As the General Assembly grows, major meetings with everyone in the square become unweildy and incredibly difficult. There is a need to shift decision making to smaller groups and it would be great to see a focus on neighborhood organization: General Assemblies in the burroughs would be an incredible achievement. As with the movements in Spain and Greece, occupiers have eschewed simple demands or sound-bite messaging. As elsewhere, there is no official representative body which speaks for the protesters, no centralized or formally heirarchichal power structures.
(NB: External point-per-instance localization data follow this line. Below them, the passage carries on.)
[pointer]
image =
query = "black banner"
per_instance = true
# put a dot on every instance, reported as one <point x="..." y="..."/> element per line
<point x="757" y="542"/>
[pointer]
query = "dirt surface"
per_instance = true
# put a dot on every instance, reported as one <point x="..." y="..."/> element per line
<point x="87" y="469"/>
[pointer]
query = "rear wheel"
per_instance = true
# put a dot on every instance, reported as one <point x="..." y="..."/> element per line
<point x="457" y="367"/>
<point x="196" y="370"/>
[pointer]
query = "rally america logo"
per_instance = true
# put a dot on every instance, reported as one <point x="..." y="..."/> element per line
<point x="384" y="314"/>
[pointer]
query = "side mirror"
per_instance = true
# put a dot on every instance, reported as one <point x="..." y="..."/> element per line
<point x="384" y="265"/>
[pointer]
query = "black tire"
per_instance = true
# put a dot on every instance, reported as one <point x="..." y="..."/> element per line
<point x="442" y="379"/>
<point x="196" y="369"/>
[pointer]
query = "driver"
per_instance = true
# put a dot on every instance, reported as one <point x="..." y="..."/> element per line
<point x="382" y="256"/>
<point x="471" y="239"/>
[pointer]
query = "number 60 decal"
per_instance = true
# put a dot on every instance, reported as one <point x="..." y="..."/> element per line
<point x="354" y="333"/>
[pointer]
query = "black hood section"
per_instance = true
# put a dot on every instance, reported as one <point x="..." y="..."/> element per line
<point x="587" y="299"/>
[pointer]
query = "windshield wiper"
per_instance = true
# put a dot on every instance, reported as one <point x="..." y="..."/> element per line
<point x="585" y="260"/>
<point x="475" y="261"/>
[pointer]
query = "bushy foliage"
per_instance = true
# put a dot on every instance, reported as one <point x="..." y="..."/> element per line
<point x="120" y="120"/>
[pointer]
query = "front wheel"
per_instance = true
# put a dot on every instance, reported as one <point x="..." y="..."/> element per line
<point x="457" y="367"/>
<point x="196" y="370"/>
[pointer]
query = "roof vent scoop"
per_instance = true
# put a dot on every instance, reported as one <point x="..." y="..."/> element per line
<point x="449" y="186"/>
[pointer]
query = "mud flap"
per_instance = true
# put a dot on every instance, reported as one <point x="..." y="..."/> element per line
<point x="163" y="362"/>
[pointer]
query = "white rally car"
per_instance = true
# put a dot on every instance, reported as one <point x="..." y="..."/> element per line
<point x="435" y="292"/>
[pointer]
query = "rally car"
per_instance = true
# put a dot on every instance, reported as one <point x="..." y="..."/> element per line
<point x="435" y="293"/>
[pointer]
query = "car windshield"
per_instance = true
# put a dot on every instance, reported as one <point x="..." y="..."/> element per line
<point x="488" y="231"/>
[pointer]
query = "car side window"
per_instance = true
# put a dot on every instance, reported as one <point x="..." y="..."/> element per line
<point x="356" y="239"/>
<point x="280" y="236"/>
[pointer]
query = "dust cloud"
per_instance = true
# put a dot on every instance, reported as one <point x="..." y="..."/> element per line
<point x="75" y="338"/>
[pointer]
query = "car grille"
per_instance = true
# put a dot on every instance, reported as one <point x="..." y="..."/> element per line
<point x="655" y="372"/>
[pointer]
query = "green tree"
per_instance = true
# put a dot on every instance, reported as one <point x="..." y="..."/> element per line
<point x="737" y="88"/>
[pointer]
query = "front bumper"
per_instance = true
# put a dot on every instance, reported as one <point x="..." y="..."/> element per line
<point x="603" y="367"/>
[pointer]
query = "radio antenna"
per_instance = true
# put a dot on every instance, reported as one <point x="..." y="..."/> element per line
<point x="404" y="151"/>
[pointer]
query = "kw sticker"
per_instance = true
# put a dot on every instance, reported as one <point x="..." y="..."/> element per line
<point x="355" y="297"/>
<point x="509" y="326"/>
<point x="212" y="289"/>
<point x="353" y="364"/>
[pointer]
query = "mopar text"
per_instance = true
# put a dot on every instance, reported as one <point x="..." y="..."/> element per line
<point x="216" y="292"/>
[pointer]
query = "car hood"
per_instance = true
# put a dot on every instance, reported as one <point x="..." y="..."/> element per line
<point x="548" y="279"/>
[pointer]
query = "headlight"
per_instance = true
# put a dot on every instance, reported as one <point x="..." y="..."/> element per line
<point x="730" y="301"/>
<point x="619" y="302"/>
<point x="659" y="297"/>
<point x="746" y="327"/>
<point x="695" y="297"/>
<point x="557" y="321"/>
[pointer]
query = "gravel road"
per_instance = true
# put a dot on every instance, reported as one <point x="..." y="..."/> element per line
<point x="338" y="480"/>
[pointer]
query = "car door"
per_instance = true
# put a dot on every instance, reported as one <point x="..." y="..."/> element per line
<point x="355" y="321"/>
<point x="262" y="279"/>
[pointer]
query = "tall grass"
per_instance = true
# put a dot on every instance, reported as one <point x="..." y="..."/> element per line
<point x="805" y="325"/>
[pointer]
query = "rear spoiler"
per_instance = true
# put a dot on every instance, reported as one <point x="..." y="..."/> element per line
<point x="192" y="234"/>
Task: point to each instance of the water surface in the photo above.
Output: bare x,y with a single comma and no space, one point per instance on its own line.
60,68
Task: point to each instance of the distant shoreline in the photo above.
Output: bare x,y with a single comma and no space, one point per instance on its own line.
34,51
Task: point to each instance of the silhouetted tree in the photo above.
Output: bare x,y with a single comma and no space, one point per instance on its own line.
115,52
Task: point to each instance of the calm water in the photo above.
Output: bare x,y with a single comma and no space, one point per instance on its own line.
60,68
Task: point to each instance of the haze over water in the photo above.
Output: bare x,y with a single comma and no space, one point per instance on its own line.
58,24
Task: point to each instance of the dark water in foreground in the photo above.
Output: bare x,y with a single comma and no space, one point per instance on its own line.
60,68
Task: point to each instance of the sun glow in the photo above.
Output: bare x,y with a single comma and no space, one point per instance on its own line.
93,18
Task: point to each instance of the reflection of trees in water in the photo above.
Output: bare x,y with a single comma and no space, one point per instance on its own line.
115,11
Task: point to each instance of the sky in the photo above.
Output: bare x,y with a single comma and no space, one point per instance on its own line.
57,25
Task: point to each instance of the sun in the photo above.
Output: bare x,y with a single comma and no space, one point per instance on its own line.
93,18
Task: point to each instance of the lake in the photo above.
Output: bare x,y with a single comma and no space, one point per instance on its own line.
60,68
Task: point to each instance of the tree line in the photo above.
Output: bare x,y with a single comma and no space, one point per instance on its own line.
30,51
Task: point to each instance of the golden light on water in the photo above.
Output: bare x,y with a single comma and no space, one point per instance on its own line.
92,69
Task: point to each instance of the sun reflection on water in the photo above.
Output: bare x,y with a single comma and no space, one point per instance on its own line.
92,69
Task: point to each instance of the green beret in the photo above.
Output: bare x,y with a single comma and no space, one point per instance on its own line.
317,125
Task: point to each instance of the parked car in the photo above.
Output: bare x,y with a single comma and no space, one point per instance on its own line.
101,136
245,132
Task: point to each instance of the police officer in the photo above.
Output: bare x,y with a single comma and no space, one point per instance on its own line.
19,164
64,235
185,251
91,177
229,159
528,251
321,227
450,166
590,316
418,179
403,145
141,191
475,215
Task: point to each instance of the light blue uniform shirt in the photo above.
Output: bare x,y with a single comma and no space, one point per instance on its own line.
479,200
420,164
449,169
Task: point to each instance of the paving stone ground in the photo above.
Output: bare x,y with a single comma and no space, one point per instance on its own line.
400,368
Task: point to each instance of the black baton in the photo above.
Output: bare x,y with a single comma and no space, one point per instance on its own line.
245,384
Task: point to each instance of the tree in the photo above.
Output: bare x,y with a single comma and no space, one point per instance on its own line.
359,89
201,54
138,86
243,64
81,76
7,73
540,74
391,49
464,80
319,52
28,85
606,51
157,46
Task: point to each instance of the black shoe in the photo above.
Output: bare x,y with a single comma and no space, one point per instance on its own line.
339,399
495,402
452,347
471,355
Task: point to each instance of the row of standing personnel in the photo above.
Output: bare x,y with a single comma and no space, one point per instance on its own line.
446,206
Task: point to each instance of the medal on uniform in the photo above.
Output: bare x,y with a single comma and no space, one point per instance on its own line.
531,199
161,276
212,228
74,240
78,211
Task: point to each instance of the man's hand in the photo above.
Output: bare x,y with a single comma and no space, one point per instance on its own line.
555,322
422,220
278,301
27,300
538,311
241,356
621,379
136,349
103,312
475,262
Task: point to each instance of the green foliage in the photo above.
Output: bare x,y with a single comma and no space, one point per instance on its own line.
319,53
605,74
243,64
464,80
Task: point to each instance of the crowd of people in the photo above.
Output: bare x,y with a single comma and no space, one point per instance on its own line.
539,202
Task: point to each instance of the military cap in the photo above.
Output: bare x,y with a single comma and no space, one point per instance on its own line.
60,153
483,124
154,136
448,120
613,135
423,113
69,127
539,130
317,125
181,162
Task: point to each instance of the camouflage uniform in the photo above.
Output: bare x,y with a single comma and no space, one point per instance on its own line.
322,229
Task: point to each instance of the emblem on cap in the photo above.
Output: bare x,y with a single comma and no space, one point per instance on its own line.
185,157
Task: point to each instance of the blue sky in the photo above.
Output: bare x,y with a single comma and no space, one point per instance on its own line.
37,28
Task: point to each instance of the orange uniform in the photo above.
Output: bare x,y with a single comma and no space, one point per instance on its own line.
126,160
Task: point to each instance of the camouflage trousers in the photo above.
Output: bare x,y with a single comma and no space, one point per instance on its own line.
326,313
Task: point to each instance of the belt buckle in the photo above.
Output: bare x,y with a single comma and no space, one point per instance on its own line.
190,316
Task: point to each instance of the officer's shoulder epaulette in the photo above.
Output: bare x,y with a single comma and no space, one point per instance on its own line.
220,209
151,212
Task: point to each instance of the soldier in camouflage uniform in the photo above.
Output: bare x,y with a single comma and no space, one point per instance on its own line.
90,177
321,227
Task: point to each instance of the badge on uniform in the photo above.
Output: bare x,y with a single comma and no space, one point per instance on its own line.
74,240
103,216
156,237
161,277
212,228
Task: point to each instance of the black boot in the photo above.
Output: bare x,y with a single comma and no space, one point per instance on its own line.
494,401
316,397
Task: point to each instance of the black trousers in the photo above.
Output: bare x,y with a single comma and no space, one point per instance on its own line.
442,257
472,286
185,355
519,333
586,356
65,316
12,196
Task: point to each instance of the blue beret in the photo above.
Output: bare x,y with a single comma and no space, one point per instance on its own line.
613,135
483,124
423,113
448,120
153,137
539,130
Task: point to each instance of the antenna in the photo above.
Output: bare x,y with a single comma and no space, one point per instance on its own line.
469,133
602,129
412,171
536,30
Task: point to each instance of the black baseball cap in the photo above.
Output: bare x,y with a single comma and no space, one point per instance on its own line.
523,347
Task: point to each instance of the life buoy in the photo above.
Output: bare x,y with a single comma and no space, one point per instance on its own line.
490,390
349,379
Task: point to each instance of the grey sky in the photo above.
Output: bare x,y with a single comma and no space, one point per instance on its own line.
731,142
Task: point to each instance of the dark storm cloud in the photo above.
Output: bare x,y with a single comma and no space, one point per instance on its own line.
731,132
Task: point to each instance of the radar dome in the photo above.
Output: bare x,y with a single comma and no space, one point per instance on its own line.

The lack of a clear, easily reguritated message tends to enrage both the media and the traditional and professional left, but the demandless occupation is not a reflection of stupidity, political impotence or idealistic naivete, as many within and without the protests have claimed.

When we look around us, we see a world that is burning, a planet being consumed by capital, an economic system which thrives on the production of human suffering, mass imprisonment, violence, economic strife. We see a world that cannot be fixed by the same people who brought us here, with the same methods, ideologies and processes. And we see that we are not going to win the fight tomorrow. But we want to win. We’re going to win. So we do what we can. We take a space, we build our resolve and our numbers.

With every day that we hold the square, we chip away at our fear, at our confusion, at our alienation. We improvise new ways of living, new relations, new forms of solidarity. We create. We meet each other. We share food, sleeping space, music and drink. We fight the cops together. We talk about what a new and better world would look like, and we try, to the best of our abilities, to build it. And, as we discuss our ideas and principles in Liberty Plaza, it becomes clear that, though we may have different focuses, different politics, though different goals brought us all here, we can only achieve them together.

We are preparing ourselves for the fight ahead, because we have been left futureless by a group of people who insist we ask them to solve the problem, so they can refuse us. We don’t make one simple demand because this isn’t for the media to turn into sound bites, for politicians to aggrandize or argue against, for bankers to gamble on and academics to study. We’re not asking the people in power for permission, we’re teaching ourselves how to take what we need and make a better world without them.